The mentor needs to remember that we are all in process, not fully mature and perfect. We are not finished products yet, and won’t be until Heaven! In other words, we are all limping to maturity. People are not looking for mentors who are perfect but who are in process, moving toward maturity in Christ (1 Tim. 4:15).

Mentor in community

Sixthly, bring community, not exclusivity, into the mentoring process. It is better to mentor in a triad, while still giving personal time to each person. Grace always demonstrates itself in a healthy community, not just through one person. So a person flourishes through many mentors, while also experiencing grace through a community of believers. Both are essential for their healthy learning and growth.

Learning together

Lastly, encourage interactive learning and discovery – discovering things like what lies are binding us and what God’s will is for our lives. Active learning focuses on worldview, character, and values rather than external behavior.

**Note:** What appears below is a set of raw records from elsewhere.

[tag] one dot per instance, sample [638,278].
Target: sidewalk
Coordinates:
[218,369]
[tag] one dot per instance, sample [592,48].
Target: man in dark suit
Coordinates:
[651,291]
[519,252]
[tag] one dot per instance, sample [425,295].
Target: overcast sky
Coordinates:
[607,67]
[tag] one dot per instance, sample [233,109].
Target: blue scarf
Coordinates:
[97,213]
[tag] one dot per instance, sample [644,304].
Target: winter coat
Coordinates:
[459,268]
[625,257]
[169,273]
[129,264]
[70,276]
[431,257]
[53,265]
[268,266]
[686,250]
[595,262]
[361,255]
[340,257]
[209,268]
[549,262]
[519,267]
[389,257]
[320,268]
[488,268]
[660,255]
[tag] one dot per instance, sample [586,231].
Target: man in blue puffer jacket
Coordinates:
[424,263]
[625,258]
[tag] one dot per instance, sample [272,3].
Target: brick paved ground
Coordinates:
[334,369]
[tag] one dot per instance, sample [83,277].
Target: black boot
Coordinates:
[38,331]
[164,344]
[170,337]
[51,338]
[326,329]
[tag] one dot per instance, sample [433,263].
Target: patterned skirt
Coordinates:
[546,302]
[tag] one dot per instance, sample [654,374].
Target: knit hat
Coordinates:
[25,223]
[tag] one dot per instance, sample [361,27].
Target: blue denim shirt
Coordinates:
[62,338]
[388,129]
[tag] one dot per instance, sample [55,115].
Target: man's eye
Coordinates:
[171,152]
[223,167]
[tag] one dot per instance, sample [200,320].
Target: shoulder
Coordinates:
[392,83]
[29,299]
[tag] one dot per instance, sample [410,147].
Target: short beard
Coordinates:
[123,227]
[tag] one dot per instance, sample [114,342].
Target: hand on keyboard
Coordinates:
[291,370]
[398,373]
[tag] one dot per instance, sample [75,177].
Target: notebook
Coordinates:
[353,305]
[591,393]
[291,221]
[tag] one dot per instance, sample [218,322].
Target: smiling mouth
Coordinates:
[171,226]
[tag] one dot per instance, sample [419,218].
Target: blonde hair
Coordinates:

Focus positively on their gifts and strengths, identifying together and strengthening their God-given design while spotting what they excel in and helping them develop it. We help them assess opportunities, matching what He is calling them to do with the best ministry context.

 This is the kind of environment that best nourishes mentoring, empowering people to function, flourish, stay fresh, be free, and remain fruitful.